Referring to FIG. 2, an instruction execution sequence is shown for a RISC-type R2000 processor instruction. The instruction includes five primary portions: instruction fetch (IF); read operands from registers while decoding instruction (RD); perform operation on instruction operands (ALU); access memory (MEM); and write back results to register file (WB). Referring to FIG. 3, the R2000 instruction pipeline is shown as a 5 stage pipeline, one stage per instruction portion recited above. According to the uniform instruction-length design, a competition for resources occurs only if a sign extend is needed (so that additional ALU operation is needed) or if necessary to wait for a multi-cycle co-processor operation.

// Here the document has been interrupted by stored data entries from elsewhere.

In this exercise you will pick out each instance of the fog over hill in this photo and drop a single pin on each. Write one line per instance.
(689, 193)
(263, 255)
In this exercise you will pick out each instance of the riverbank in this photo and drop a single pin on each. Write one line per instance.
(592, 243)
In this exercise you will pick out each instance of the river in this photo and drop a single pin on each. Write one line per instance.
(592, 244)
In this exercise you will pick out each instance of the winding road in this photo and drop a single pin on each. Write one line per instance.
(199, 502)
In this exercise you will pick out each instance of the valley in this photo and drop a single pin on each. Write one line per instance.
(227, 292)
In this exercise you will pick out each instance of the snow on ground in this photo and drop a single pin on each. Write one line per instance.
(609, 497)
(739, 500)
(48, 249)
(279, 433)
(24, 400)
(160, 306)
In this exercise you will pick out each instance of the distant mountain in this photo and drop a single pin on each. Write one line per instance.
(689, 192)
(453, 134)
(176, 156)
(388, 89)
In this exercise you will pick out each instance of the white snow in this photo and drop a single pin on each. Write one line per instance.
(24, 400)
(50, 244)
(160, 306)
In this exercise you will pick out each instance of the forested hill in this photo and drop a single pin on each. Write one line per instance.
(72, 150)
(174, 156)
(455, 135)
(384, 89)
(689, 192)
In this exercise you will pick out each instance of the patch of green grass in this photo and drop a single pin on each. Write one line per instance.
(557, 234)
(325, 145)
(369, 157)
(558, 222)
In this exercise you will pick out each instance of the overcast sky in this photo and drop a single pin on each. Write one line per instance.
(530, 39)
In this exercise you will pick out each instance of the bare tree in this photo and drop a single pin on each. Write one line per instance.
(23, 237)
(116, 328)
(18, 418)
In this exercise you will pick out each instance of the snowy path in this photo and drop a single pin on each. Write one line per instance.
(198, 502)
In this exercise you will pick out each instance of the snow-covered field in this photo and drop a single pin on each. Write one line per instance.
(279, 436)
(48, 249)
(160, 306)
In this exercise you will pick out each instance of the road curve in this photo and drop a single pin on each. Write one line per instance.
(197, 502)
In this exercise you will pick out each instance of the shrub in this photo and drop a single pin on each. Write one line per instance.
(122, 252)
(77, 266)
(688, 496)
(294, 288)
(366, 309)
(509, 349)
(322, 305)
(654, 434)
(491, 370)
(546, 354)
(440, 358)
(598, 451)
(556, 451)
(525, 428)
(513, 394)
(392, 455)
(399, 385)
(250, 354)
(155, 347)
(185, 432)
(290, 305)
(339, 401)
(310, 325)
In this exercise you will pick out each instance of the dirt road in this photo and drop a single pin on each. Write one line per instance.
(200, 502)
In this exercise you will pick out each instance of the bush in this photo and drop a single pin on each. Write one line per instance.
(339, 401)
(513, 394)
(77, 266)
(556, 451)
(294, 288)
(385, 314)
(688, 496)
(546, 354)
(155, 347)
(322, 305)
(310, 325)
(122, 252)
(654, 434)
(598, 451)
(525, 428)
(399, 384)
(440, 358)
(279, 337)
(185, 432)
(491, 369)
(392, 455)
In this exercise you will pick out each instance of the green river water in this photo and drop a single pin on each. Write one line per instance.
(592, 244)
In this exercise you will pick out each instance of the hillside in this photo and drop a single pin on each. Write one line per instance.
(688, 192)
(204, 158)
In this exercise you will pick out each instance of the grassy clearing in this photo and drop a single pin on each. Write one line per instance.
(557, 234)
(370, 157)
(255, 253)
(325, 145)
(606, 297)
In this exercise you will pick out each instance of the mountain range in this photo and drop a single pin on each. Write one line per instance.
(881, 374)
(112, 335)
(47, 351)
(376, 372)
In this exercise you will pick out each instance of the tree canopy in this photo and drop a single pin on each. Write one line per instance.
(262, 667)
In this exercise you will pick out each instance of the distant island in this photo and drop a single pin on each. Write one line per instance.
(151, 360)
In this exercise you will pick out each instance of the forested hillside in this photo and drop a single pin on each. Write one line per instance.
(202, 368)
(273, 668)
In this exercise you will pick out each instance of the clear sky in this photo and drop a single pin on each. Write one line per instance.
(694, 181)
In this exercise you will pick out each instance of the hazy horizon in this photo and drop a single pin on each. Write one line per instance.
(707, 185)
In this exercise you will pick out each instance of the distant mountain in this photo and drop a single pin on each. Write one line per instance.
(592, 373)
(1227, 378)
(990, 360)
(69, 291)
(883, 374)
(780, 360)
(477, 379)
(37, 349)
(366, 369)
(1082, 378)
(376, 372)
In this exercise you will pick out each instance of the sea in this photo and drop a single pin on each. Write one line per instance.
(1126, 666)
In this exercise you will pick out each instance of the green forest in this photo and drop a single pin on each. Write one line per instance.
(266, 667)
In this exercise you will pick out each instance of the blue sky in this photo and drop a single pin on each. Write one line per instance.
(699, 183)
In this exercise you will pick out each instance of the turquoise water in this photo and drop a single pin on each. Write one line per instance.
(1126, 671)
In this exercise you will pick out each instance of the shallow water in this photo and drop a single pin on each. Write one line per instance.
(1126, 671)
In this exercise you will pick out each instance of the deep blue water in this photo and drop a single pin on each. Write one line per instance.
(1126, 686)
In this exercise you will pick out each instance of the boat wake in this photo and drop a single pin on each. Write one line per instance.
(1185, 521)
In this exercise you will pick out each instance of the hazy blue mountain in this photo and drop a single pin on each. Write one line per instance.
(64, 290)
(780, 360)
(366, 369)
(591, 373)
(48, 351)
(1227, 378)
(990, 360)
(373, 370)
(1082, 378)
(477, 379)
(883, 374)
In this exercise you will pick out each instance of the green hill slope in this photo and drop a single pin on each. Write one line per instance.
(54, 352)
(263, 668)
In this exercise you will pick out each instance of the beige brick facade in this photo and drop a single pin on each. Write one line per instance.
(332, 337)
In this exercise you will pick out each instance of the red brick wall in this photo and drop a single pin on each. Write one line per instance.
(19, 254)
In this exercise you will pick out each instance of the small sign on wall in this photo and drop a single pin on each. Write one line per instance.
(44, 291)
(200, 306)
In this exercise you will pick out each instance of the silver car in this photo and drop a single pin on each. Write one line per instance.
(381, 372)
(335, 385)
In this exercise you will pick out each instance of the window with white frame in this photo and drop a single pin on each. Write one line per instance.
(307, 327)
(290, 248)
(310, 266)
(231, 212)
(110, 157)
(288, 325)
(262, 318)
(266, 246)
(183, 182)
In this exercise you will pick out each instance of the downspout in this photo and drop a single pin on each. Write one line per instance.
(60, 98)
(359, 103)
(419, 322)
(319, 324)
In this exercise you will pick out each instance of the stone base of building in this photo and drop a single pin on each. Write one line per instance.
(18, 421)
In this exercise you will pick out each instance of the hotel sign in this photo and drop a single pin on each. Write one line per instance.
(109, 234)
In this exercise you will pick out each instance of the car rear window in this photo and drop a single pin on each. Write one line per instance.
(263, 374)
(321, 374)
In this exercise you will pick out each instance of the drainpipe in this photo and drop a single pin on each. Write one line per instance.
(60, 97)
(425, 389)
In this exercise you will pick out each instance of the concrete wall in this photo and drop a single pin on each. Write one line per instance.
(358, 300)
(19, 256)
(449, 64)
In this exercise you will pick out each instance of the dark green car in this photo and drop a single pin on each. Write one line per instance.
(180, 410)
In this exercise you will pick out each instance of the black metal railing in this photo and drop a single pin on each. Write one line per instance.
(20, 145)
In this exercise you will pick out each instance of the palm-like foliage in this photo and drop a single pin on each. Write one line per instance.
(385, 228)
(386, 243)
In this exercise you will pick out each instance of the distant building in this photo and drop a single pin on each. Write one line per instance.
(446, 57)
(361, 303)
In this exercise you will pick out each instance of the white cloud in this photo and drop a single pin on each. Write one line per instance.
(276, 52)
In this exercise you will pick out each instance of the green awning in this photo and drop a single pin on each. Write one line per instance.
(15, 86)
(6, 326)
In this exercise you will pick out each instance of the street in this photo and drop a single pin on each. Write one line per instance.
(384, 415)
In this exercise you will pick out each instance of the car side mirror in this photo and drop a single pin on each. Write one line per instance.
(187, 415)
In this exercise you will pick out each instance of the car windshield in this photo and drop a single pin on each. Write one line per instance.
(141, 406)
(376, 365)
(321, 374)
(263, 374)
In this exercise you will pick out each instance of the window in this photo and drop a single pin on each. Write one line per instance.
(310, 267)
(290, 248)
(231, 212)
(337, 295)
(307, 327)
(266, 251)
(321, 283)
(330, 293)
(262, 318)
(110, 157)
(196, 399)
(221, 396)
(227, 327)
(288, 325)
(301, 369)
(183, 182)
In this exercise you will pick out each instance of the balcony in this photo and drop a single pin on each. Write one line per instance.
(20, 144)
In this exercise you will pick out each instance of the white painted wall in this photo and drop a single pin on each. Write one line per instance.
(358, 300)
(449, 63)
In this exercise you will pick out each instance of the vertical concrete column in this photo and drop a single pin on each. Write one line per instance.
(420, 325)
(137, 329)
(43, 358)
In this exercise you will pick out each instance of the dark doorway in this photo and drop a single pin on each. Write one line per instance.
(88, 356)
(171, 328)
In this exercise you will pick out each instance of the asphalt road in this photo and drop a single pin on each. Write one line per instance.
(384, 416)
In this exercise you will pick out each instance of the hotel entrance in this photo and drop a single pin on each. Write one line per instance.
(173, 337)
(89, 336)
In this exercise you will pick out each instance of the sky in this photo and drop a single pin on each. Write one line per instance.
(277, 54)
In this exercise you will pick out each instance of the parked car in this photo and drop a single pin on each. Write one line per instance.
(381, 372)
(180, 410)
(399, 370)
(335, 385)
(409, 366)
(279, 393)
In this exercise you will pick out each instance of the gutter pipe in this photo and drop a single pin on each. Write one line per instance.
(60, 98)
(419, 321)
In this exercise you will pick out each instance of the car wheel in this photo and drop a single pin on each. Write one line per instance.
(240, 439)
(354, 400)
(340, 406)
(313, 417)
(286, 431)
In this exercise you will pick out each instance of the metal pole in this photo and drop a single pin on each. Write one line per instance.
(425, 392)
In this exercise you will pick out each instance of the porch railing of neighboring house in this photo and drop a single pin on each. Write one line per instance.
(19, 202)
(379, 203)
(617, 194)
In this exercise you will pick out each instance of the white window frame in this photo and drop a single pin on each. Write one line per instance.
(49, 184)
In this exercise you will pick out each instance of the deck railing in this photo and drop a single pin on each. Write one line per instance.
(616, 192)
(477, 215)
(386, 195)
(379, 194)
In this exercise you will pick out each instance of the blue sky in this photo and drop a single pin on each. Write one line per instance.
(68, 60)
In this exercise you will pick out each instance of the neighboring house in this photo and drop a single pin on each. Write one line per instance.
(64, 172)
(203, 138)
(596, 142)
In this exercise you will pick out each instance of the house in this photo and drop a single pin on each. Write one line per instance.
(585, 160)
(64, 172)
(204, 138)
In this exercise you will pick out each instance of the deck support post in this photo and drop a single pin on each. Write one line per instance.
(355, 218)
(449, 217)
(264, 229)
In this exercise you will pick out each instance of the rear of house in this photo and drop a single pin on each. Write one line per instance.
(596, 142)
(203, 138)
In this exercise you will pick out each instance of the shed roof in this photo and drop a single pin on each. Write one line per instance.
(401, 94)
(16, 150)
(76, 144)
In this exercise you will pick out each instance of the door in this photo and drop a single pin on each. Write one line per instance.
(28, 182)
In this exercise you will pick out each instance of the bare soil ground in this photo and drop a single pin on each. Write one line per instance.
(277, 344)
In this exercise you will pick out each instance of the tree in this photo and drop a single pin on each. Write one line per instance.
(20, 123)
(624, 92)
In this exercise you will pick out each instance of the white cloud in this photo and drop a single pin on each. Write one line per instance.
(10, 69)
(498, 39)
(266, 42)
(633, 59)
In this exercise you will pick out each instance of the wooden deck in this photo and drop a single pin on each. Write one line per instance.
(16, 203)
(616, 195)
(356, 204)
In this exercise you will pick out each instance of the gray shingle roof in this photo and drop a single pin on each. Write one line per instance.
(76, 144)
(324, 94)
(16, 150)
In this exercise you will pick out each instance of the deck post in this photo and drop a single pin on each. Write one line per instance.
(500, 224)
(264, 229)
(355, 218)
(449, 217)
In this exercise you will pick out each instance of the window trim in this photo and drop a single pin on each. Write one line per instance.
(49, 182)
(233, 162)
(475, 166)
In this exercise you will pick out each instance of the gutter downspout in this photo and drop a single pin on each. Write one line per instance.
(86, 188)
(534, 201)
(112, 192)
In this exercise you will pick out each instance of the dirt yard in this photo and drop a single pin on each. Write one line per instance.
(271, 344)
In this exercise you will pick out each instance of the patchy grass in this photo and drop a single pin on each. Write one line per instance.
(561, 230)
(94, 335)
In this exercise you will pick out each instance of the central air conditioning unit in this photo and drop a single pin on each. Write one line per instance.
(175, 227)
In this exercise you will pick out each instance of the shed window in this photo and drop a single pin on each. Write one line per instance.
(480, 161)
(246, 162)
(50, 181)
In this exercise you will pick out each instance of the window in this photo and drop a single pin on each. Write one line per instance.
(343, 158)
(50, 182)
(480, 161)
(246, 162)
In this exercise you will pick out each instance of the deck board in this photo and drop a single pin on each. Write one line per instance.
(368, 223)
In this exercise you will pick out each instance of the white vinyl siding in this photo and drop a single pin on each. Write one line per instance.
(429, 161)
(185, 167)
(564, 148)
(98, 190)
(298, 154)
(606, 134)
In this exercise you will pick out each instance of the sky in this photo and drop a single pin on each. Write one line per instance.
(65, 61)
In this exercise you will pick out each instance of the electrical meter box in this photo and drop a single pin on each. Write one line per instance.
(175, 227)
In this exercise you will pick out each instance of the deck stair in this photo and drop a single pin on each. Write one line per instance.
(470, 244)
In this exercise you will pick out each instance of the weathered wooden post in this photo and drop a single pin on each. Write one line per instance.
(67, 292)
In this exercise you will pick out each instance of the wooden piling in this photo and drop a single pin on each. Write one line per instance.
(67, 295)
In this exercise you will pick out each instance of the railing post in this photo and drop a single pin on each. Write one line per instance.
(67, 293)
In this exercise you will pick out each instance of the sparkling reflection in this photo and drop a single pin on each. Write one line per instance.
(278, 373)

Inherent in the pipeline structure are latencies for a load or branch instruction. Load instructions have a delay, or latency, of one cycle before the data is available for a subsequent instruction. Jump and branch instructions also have a delay, or latency, of one cycle while the instruction is fetched and the target address is determined. Such latencies are defined herein as processing interdependencies. One way to resolve this interdependency is to stall or delay the pipeline, as is done in conventional pipeline processors. The R2000 continues execution despite the interdependency and relies on software to avoid putting an instruction behind the instructions (i.e., load, jump or branch) which need the information before the information is ready. For example, the assembler can organize the instructions so that a useful instruction follows. If not possible to do so, a NOP instruction is inserted.
Other interferences to the smooth flow of the pipeline are exceptions, (i.e., bus error, reset, interrupt, reserved instruction, system call, overflow). When an exception is detected, the R2000 interrupts the normal execution flow, aborts the instruction causing the exception, and aborts all those instructions in the pipeline which have already started execution. A jump to the designated exception handler routine also occurs. After the exception is processed, the processor returns to the instruction causing the abort or, if that instruction also was aborted to the preceding instruction.
In summary, previous pipeline processors have introduced stall cycles into the pipeline to wait for competing resources, relied on software (e.g., assemblers) to avoid latent delays from load, jump and branch instructions and aborted the pipeline in response to exceptions.
The introduction of stall cycles into the pipeline to stall execution of all instructions in the pipeline except the instruction using the needed resource slows the pipeline more than necessary. Such stalls cause instructions that are not competing for the resource to be stalled. Accordingly, a more effective pipeline method is needed to further enhance the pipeline execution flow.
The reliance upon software to avoid latent delays adds an undesirable burden to such software. Accordingly, a more effective solution to handling latencies by the processor itself is needed.